WASP receive veterans status
More than three decades later, on Sept. 20, 1977, a select House subcommittee on veteran affairs heard testimony on H.R. 3277, a bill which recognized WASP service as active duty in the armed forces and entitled them to veterans' benefits. It was strongly supported by both houses of Congress and Sen. Barry Goldwater, who had flown with WASP during World War II; he led the move to get the bill passed. The bill was vehemently opposed by the American Legion on the grounds that it "would denigrate the term ‘veteran' so that it will never again have the value that presently attaches to it." Controversy went back and forth, with the Veterans Administration opposing the bill and the Department of Defense supporting it.
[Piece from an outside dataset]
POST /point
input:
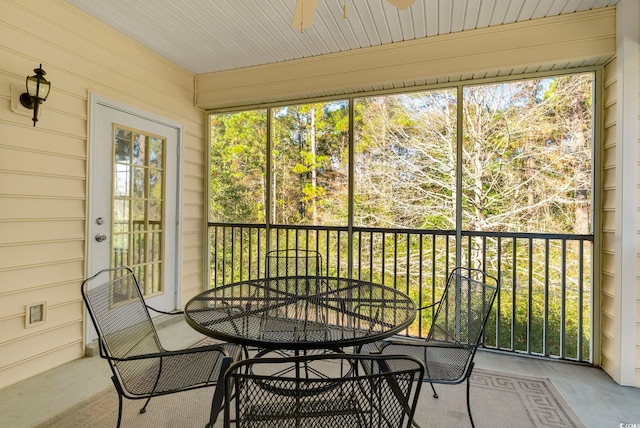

Goldwater attached the bill as an amendment to the "GI Bill Improvement Act" (H.R. 8701), Oct. 19, 1977, but the committee chairs planned to strip the WASP amendment during the reconciliation process. This prompted two women representatives of the House, Rep. Margaret Heckler and Rep. Liddy Boggs, to take action in support of the WASP amendment. A compromise was finally reached that if the Air Force would certify that the WASP had been de facto military personnel during the war, the WASP amendment would not be stripped. The Air Force certified the WASP, and in making their determination used the discharge papers of WASP Helen Porter, 1944, which read, "This is to certify that Helen Porter honorably served in active federal service of the Army of the United States." It was the same wording used in 1944 for all honorable discharges from the Army. H.R. 8701, as amended, passed the House with unanimous consent. President Carter signed the bill into law, Nov. 23, 1977.